In his oral evidence, under the protection of privilege , he described such payments as “Klondike” and “football pools” awards.
Let’s stop and have a think about Mr Tweed’s expressed personal views on the matter.
He describes himself on LinkedIn as “an international media lawyer” in fact one of the “world’s highest profile media lawyers”. He lists the A-list Hollywood stars that are his clients.
He majors in defamation cases for them. [For non-lawyers, that is when someone hurts your feelings]
He secured for Barney Eastwood , a very rich man, an award from a Belfast jury of £450,000.
Recently he represented Louis Walsh, some sort of impresario, I believe, and got him an award of 500,000 Euros.
I wonder how Mr Tweed’s personal moral compass was set for those awards? Neither has been killed, shot, bombed, maimed or suffered PTSD.
Well, Dear Reader, some facts.
- Mr Tweed does not represent me or over a hundred other Claimants who took formal legal action in the American courts in April 2006.
- He has no idea what my pain suffering or loss is or more importantly the more serious suffering of others. Take Zaoui Berezag, left blind, paralysed and brain damaged after the 1996 Docklands bomb. I wonder if he is a Tweed Klondike Case?
- Mr Tweed spoke of a select group of victims getting all the attention. He failed to mention or perhaps he is ignorant of the attempts by Jason McCue and others , since April 2011 to secure an additional wider fund for other victims of Gadafy’s supply of Semtex.
- The fact that Mr Tweed was not even aware of this Parliamentary enquiry until recently speaks volumes about his attention to it.
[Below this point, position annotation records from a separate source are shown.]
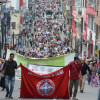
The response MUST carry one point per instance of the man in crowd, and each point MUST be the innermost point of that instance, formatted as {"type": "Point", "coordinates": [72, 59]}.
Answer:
{"type": "Point", "coordinates": [9, 72]}
{"type": "Point", "coordinates": [2, 81]}
{"type": "Point", "coordinates": [75, 71]}
{"type": "Point", "coordinates": [84, 69]}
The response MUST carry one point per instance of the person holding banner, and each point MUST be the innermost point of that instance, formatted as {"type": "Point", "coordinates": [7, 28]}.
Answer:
{"type": "Point", "coordinates": [75, 72]}
{"type": "Point", "coordinates": [9, 72]}
{"type": "Point", "coordinates": [2, 81]}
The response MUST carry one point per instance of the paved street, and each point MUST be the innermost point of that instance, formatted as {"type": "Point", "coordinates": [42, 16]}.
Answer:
{"type": "Point", "coordinates": [89, 94]}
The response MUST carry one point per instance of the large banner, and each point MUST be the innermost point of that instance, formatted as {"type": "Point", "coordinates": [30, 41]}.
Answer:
{"type": "Point", "coordinates": [53, 85]}
{"type": "Point", "coordinates": [41, 66]}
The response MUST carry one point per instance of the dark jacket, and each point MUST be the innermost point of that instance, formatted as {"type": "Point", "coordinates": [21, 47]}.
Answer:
{"type": "Point", "coordinates": [84, 69]}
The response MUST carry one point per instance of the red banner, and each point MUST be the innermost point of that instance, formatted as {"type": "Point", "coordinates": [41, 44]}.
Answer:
{"type": "Point", "coordinates": [53, 85]}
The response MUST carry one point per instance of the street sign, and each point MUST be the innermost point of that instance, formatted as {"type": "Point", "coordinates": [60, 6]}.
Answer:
{"type": "Point", "coordinates": [97, 52]}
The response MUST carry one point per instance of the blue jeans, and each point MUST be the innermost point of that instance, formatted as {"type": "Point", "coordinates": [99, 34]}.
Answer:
{"type": "Point", "coordinates": [9, 80]}
{"type": "Point", "coordinates": [99, 90]}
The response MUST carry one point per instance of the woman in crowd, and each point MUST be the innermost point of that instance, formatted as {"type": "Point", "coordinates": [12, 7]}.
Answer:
{"type": "Point", "coordinates": [94, 71]}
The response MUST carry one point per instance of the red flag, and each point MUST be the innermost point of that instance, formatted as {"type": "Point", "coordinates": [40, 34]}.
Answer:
{"type": "Point", "coordinates": [53, 85]}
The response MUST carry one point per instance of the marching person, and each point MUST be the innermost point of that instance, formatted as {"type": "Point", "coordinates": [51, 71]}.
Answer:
{"type": "Point", "coordinates": [84, 69]}
{"type": "Point", "coordinates": [2, 82]}
{"type": "Point", "coordinates": [9, 72]}
{"type": "Point", "coordinates": [75, 71]}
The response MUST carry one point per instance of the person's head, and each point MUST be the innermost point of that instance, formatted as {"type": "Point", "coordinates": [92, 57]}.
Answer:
{"type": "Point", "coordinates": [76, 59]}
{"type": "Point", "coordinates": [11, 56]}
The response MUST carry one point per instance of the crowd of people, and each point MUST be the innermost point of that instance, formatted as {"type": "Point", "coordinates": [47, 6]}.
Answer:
{"type": "Point", "coordinates": [46, 40]}
{"type": "Point", "coordinates": [81, 70]}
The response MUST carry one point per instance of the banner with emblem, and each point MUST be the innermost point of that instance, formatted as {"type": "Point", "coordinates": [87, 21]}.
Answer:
{"type": "Point", "coordinates": [48, 86]}
{"type": "Point", "coordinates": [44, 65]}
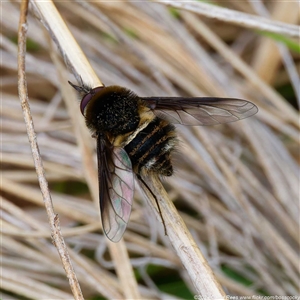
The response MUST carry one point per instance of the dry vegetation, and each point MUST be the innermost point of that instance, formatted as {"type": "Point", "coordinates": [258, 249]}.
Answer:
{"type": "Point", "coordinates": [236, 186]}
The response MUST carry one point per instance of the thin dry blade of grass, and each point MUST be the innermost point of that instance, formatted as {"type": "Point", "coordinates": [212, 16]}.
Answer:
{"type": "Point", "coordinates": [235, 186]}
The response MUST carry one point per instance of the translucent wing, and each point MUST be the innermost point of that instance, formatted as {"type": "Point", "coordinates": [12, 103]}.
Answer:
{"type": "Point", "coordinates": [116, 184]}
{"type": "Point", "coordinates": [201, 110]}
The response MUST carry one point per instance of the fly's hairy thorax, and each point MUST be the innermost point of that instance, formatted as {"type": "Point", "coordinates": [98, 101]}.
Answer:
{"type": "Point", "coordinates": [113, 112]}
{"type": "Point", "coordinates": [128, 123]}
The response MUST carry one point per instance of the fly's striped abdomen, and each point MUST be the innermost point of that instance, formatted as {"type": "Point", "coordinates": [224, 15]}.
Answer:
{"type": "Point", "coordinates": [150, 150]}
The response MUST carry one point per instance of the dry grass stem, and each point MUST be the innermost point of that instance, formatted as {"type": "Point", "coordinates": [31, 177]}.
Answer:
{"type": "Point", "coordinates": [235, 186]}
{"type": "Point", "coordinates": [53, 219]}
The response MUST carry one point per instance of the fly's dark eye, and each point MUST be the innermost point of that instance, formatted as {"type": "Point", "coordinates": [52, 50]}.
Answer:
{"type": "Point", "coordinates": [88, 97]}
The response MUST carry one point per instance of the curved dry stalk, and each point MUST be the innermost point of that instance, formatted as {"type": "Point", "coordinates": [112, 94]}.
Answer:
{"type": "Point", "coordinates": [77, 62]}
{"type": "Point", "coordinates": [235, 186]}
{"type": "Point", "coordinates": [238, 18]}
{"type": "Point", "coordinates": [187, 250]}
{"type": "Point", "coordinates": [53, 218]}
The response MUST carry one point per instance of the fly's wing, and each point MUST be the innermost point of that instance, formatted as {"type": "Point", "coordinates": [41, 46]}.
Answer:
{"type": "Point", "coordinates": [116, 184]}
{"type": "Point", "coordinates": [201, 110]}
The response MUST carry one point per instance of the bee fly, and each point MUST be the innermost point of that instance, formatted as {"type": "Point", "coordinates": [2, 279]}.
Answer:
{"type": "Point", "coordinates": [135, 135]}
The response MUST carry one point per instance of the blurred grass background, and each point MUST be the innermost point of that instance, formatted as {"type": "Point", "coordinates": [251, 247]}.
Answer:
{"type": "Point", "coordinates": [236, 186]}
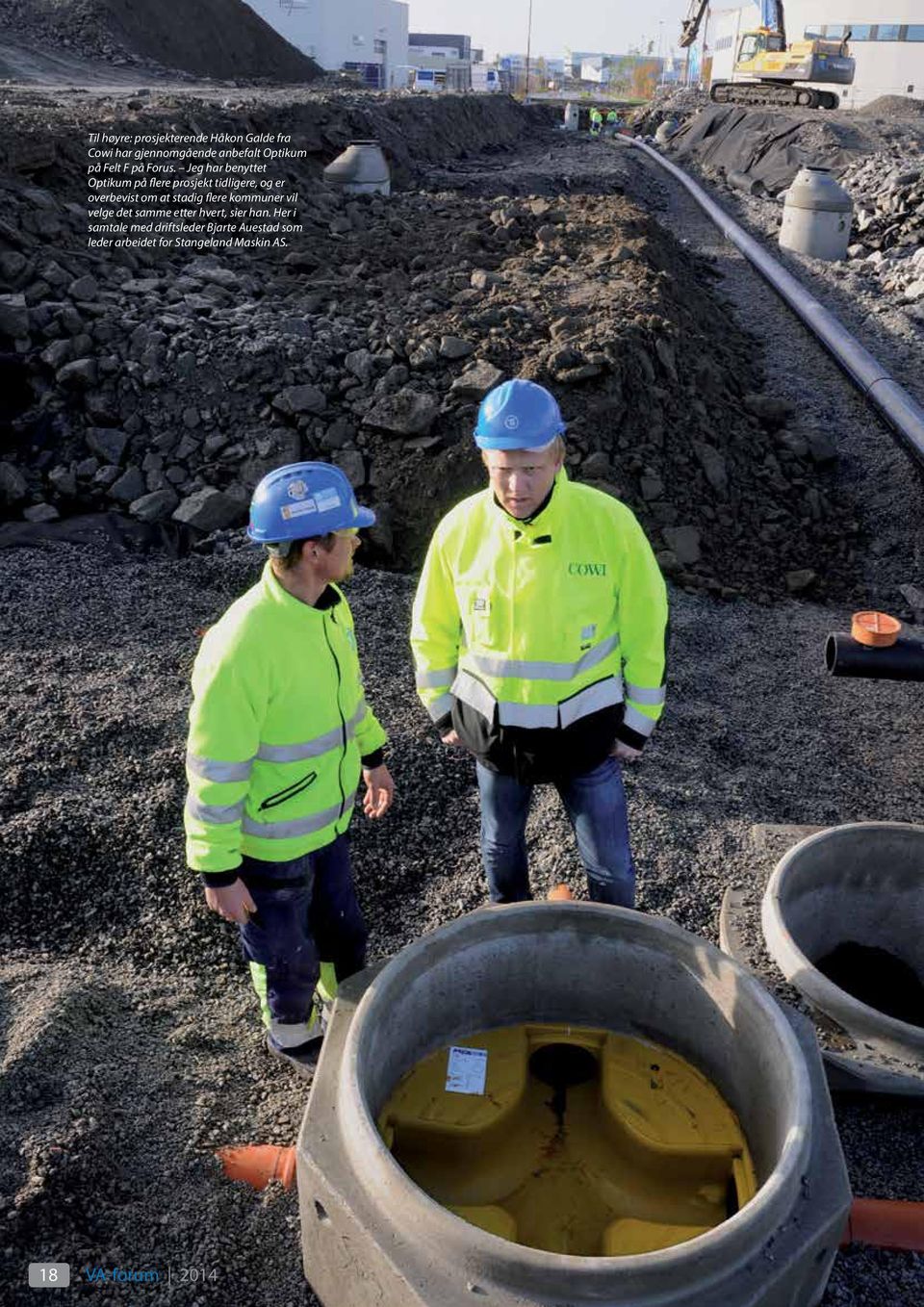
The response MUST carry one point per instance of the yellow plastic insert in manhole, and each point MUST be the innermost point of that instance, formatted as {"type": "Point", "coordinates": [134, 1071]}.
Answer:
{"type": "Point", "coordinates": [570, 1140]}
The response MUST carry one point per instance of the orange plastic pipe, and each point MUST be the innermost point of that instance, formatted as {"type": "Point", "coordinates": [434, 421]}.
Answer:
{"type": "Point", "coordinates": [259, 1164]}
{"type": "Point", "coordinates": [885, 1223]}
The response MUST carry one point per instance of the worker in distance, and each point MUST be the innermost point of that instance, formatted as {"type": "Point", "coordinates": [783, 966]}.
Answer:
{"type": "Point", "coordinates": [280, 734]}
{"type": "Point", "coordinates": [539, 637]}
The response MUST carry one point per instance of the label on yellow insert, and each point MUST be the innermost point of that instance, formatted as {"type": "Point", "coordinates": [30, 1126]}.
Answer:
{"type": "Point", "coordinates": [466, 1070]}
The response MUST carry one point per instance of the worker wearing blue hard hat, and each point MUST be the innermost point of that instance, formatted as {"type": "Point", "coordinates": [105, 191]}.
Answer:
{"type": "Point", "coordinates": [539, 635]}
{"type": "Point", "coordinates": [280, 734]}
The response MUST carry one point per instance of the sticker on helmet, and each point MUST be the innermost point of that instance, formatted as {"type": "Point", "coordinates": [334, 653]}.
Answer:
{"type": "Point", "coordinates": [298, 510]}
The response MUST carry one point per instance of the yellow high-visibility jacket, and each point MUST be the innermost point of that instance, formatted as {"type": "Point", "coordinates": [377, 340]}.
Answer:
{"type": "Point", "coordinates": [278, 729]}
{"type": "Point", "coordinates": [543, 637]}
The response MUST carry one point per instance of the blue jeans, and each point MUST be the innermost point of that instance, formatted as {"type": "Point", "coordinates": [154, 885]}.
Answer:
{"type": "Point", "coordinates": [596, 804]}
{"type": "Point", "coordinates": [306, 912]}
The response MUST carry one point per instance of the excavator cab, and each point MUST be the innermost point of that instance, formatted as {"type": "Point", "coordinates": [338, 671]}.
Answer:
{"type": "Point", "coordinates": [756, 43]}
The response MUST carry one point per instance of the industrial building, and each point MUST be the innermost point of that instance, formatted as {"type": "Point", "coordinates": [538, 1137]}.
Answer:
{"type": "Point", "coordinates": [368, 38]}
{"type": "Point", "coordinates": [448, 54]}
{"type": "Point", "coordinates": [886, 39]}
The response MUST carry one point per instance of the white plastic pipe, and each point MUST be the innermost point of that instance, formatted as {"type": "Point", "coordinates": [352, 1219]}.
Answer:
{"type": "Point", "coordinates": [901, 411]}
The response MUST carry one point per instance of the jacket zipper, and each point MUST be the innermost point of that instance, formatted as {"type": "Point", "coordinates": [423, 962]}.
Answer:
{"type": "Point", "coordinates": [343, 723]}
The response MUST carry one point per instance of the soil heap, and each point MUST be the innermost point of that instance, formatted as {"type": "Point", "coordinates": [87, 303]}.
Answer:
{"type": "Point", "coordinates": [208, 38]}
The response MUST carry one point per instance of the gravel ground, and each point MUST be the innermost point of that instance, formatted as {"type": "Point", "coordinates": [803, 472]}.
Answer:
{"type": "Point", "coordinates": [881, 480]}
{"type": "Point", "coordinates": [132, 1048]}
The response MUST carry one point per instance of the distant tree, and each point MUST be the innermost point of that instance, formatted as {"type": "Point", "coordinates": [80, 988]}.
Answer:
{"type": "Point", "coordinates": [645, 79]}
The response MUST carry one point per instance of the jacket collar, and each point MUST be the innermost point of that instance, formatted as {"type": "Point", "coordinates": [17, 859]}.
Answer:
{"type": "Point", "coordinates": [329, 599]}
{"type": "Point", "coordinates": [547, 517]}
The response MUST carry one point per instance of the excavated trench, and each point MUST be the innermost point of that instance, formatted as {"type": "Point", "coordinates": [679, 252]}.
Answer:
{"type": "Point", "coordinates": [146, 379]}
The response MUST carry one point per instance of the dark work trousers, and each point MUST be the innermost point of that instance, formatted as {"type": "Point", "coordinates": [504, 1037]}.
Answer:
{"type": "Point", "coordinates": [306, 911]}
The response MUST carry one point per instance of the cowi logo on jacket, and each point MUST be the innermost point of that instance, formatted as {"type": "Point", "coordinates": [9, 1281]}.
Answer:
{"type": "Point", "coordinates": [587, 569]}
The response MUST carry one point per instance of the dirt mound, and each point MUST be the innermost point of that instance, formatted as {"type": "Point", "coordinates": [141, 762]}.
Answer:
{"type": "Point", "coordinates": [170, 384]}
{"type": "Point", "coordinates": [209, 38]}
{"type": "Point", "coordinates": [668, 102]}
{"type": "Point", "coordinates": [894, 106]}
{"type": "Point", "coordinates": [763, 145]}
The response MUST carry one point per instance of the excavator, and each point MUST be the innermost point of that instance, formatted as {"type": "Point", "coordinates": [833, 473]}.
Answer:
{"type": "Point", "coordinates": [767, 71]}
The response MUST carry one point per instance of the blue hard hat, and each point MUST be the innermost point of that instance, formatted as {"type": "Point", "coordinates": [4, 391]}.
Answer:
{"type": "Point", "coordinates": [518, 416]}
{"type": "Point", "coordinates": [300, 500]}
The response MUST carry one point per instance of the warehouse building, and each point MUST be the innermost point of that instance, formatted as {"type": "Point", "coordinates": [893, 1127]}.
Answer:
{"type": "Point", "coordinates": [368, 38]}
{"type": "Point", "coordinates": [886, 39]}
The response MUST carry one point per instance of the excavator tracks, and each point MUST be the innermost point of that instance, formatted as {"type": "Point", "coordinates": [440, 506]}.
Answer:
{"type": "Point", "coordinates": [773, 93]}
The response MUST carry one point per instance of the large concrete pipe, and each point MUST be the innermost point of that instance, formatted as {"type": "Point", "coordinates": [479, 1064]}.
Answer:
{"type": "Point", "coordinates": [859, 885]}
{"type": "Point", "coordinates": [372, 1235]}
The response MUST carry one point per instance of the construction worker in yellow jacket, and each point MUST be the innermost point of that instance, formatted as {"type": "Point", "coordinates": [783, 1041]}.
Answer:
{"type": "Point", "coordinates": [539, 638]}
{"type": "Point", "coordinates": [280, 733]}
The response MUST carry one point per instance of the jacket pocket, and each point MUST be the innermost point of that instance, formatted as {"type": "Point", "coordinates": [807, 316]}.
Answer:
{"type": "Point", "coordinates": [289, 792]}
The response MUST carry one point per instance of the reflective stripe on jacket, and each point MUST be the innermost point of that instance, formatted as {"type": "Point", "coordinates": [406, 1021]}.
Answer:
{"type": "Point", "coordinates": [277, 730]}
{"type": "Point", "coordinates": [535, 624]}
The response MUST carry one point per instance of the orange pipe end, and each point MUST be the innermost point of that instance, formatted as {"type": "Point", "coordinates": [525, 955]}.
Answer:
{"type": "Point", "coordinates": [875, 630]}
{"type": "Point", "coordinates": [885, 1223]}
{"type": "Point", "coordinates": [259, 1164]}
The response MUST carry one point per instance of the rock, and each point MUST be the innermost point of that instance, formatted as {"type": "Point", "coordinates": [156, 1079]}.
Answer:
{"type": "Point", "coordinates": [915, 599]}
{"type": "Point", "coordinates": [84, 288]}
{"type": "Point", "coordinates": [353, 464]}
{"type": "Point", "coordinates": [77, 375]}
{"type": "Point", "coordinates": [714, 466]}
{"type": "Point", "coordinates": [40, 513]}
{"type": "Point", "coordinates": [154, 506]}
{"type": "Point", "coordinates": [475, 382]}
{"type": "Point", "coordinates": [800, 579]}
{"type": "Point", "coordinates": [598, 467]}
{"type": "Point", "coordinates": [338, 434]}
{"type": "Point", "coordinates": [453, 346]}
{"type": "Point", "coordinates": [300, 398]}
{"type": "Point", "coordinates": [109, 442]}
{"type": "Point", "coordinates": [668, 561]}
{"type": "Point", "coordinates": [405, 413]}
{"type": "Point", "coordinates": [683, 543]}
{"type": "Point", "coordinates": [105, 477]}
{"type": "Point", "coordinates": [209, 510]}
{"type": "Point", "coordinates": [131, 485]}
{"type": "Point", "coordinates": [12, 484]}
{"type": "Point", "coordinates": [821, 448]}
{"type": "Point", "coordinates": [13, 317]}
{"type": "Point", "coordinates": [361, 364]}
{"type": "Point", "coordinates": [424, 356]}
{"type": "Point", "coordinates": [769, 409]}
{"type": "Point", "coordinates": [57, 354]}
{"type": "Point", "coordinates": [64, 481]}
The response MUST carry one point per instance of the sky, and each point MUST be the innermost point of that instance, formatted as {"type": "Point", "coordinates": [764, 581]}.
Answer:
{"type": "Point", "coordinates": [500, 26]}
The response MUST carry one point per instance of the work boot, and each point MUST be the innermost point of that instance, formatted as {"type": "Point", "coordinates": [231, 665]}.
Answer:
{"type": "Point", "coordinates": [302, 1059]}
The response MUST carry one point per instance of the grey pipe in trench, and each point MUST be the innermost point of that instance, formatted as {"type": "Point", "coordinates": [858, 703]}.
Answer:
{"type": "Point", "coordinates": [901, 411]}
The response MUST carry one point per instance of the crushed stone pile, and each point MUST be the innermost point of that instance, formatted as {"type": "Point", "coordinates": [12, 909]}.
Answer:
{"type": "Point", "coordinates": [763, 145]}
{"type": "Point", "coordinates": [208, 38]}
{"type": "Point", "coordinates": [668, 102]}
{"type": "Point", "coordinates": [167, 386]}
{"type": "Point", "coordinates": [893, 106]}
{"type": "Point", "coordinates": [887, 191]}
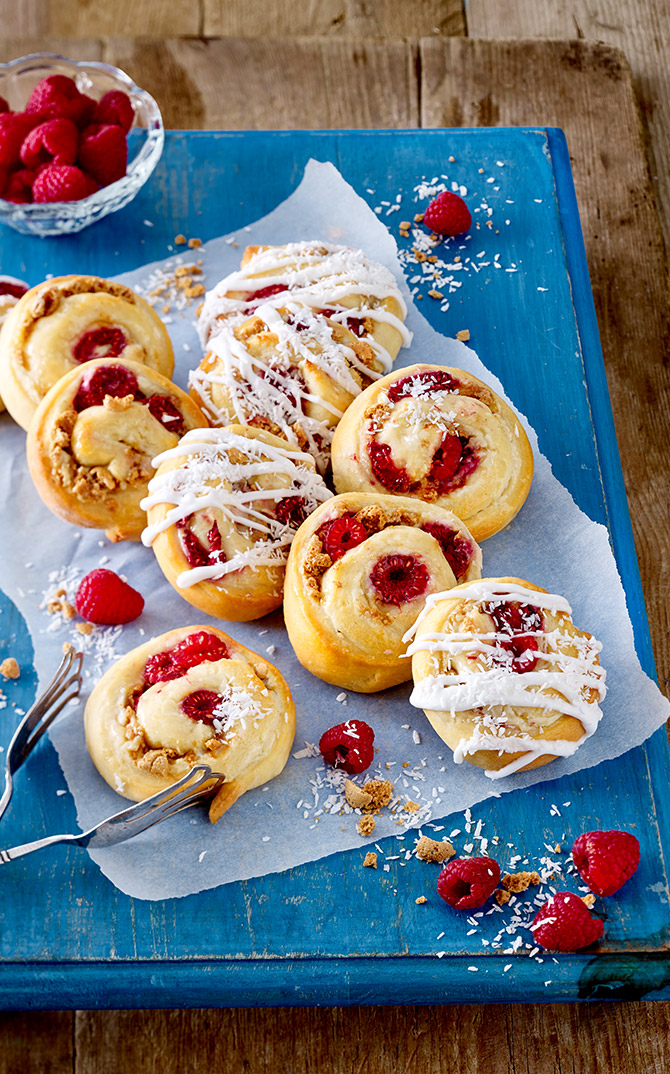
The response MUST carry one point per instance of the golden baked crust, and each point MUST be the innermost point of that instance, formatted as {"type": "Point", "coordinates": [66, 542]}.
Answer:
{"type": "Point", "coordinates": [288, 369]}
{"type": "Point", "coordinates": [346, 615]}
{"type": "Point", "coordinates": [233, 712]}
{"type": "Point", "coordinates": [441, 435]}
{"type": "Point", "coordinates": [91, 464]}
{"type": "Point", "coordinates": [222, 510]}
{"type": "Point", "coordinates": [54, 321]}
{"type": "Point", "coordinates": [504, 676]}
{"type": "Point", "coordinates": [325, 276]}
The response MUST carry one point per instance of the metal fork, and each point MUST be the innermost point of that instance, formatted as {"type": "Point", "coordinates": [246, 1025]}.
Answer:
{"type": "Point", "coordinates": [193, 787]}
{"type": "Point", "coordinates": [63, 687]}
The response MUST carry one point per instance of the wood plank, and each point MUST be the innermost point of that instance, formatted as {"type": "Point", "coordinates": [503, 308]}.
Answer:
{"type": "Point", "coordinates": [235, 85]}
{"type": "Point", "coordinates": [348, 18]}
{"type": "Point", "coordinates": [640, 28]}
{"type": "Point", "coordinates": [37, 1044]}
{"type": "Point", "coordinates": [585, 88]}
{"type": "Point", "coordinates": [625, 1038]}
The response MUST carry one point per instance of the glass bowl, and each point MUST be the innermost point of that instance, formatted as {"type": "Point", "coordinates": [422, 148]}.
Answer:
{"type": "Point", "coordinates": [145, 142]}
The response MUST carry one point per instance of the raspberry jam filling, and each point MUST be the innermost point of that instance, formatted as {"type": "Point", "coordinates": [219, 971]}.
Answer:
{"type": "Point", "coordinates": [201, 705]}
{"type": "Point", "coordinates": [105, 380]}
{"type": "Point", "coordinates": [194, 649]}
{"type": "Point", "coordinates": [197, 554]}
{"type": "Point", "coordinates": [341, 534]}
{"type": "Point", "coordinates": [291, 511]}
{"type": "Point", "coordinates": [512, 623]}
{"type": "Point", "coordinates": [456, 550]}
{"type": "Point", "coordinates": [105, 342]}
{"type": "Point", "coordinates": [398, 579]}
{"type": "Point", "coordinates": [425, 382]}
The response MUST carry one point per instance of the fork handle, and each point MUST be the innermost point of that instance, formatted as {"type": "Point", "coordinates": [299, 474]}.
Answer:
{"type": "Point", "coordinates": [17, 852]}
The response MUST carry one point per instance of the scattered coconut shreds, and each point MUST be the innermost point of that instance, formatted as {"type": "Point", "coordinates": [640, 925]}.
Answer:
{"type": "Point", "coordinates": [99, 643]}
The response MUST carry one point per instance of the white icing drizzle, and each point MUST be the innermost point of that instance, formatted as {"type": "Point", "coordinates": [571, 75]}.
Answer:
{"type": "Point", "coordinates": [206, 477]}
{"type": "Point", "coordinates": [252, 393]}
{"type": "Point", "coordinates": [564, 686]}
{"type": "Point", "coordinates": [321, 275]}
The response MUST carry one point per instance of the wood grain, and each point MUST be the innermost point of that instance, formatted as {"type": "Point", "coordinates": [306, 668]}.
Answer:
{"type": "Point", "coordinates": [470, 1040]}
{"type": "Point", "coordinates": [586, 89]}
{"type": "Point", "coordinates": [348, 18]}
{"type": "Point", "coordinates": [238, 84]}
{"type": "Point", "coordinates": [37, 1044]}
{"type": "Point", "coordinates": [640, 28]}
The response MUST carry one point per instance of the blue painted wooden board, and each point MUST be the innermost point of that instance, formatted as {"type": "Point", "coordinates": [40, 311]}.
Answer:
{"type": "Point", "coordinates": [331, 932]}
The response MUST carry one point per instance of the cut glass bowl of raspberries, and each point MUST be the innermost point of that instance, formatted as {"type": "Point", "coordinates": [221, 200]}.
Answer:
{"type": "Point", "coordinates": [77, 141]}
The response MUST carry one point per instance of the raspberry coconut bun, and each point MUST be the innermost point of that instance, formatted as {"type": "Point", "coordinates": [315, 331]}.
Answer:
{"type": "Point", "coordinates": [59, 324]}
{"type": "Point", "coordinates": [359, 572]}
{"type": "Point", "coordinates": [92, 439]}
{"type": "Point", "coordinates": [336, 280]}
{"type": "Point", "coordinates": [289, 369]}
{"type": "Point", "coordinates": [222, 510]}
{"type": "Point", "coordinates": [190, 696]}
{"type": "Point", "coordinates": [440, 435]}
{"type": "Point", "coordinates": [504, 676]}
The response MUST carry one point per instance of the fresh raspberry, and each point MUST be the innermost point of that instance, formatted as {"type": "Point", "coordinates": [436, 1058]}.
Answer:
{"type": "Point", "coordinates": [398, 579]}
{"type": "Point", "coordinates": [349, 746]}
{"type": "Point", "coordinates": [340, 535]}
{"type": "Point", "coordinates": [104, 380]}
{"type": "Point", "coordinates": [56, 97]}
{"type": "Point", "coordinates": [466, 883]}
{"type": "Point", "coordinates": [18, 188]}
{"type": "Point", "coordinates": [164, 410]}
{"type": "Point", "coordinates": [103, 153]}
{"type": "Point", "coordinates": [194, 649]}
{"type": "Point", "coordinates": [201, 705]}
{"type": "Point", "coordinates": [105, 342]}
{"type": "Point", "coordinates": [422, 383]}
{"type": "Point", "coordinates": [606, 859]}
{"type": "Point", "coordinates": [105, 598]}
{"type": "Point", "coordinates": [14, 128]}
{"type": "Point", "coordinates": [565, 924]}
{"type": "Point", "coordinates": [55, 141]}
{"type": "Point", "coordinates": [14, 287]}
{"type": "Point", "coordinates": [60, 183]}
{"type": "Point", "coordinates": [448, 215]}
{"type": "Point", "coordinates": [456, 550]}
{"type": "Point", "coordinates": [115, 107]}
{"type": "Point", "coordinates": [291, 511]}
{"type": "Point", "coordinates": [392, 477]}
{"type": "Point", "coordinates": [446, 462]}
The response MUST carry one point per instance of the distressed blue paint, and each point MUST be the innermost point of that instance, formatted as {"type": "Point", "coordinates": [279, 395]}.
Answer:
{"type": "Point", "coordinates": [330, 932]}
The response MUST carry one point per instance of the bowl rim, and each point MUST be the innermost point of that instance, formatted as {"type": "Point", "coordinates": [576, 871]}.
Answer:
{"type": "Point", "coordinates": [148, 155]}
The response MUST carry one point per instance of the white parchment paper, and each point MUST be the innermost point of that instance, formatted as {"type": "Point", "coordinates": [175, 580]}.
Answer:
{"type": "Point", "coordinates": [287, 823]}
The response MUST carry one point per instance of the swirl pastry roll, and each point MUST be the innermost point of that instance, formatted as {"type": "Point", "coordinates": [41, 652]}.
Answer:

But when the A-lister calls….
Paul Tweed’s remarks do not wound me in the way that some rich sensitive client of his might be hurt. He has a greater opinion of himself than I do of him. The likelihood is , though , that someone far worse off than me will be distressed by his insensitive remarks.
I wonder would he seize an opportunity to retract them? Or make them again without the protection of Parliamentary privilege?
So I assume it is morally right for Barney Eastwood to receive £450,000 for hurt feelings, and yet somehow not morally right for someone like Mr Berezag to receive more than that for having been horribly injured by a bomb left by a member of sinn fein/ira?
I recall that during the hearing, Mr Tweed avoided answering the question of who constitutes a victim…..So he feels it necessary to wax lyrical about “football pool” sums of money paid to genuine victims and yet couldn’t bring himself to voice an opinion of what would constitute a victim….I fear that Mr Tweed’s moral compass isn’t so much off but non existent.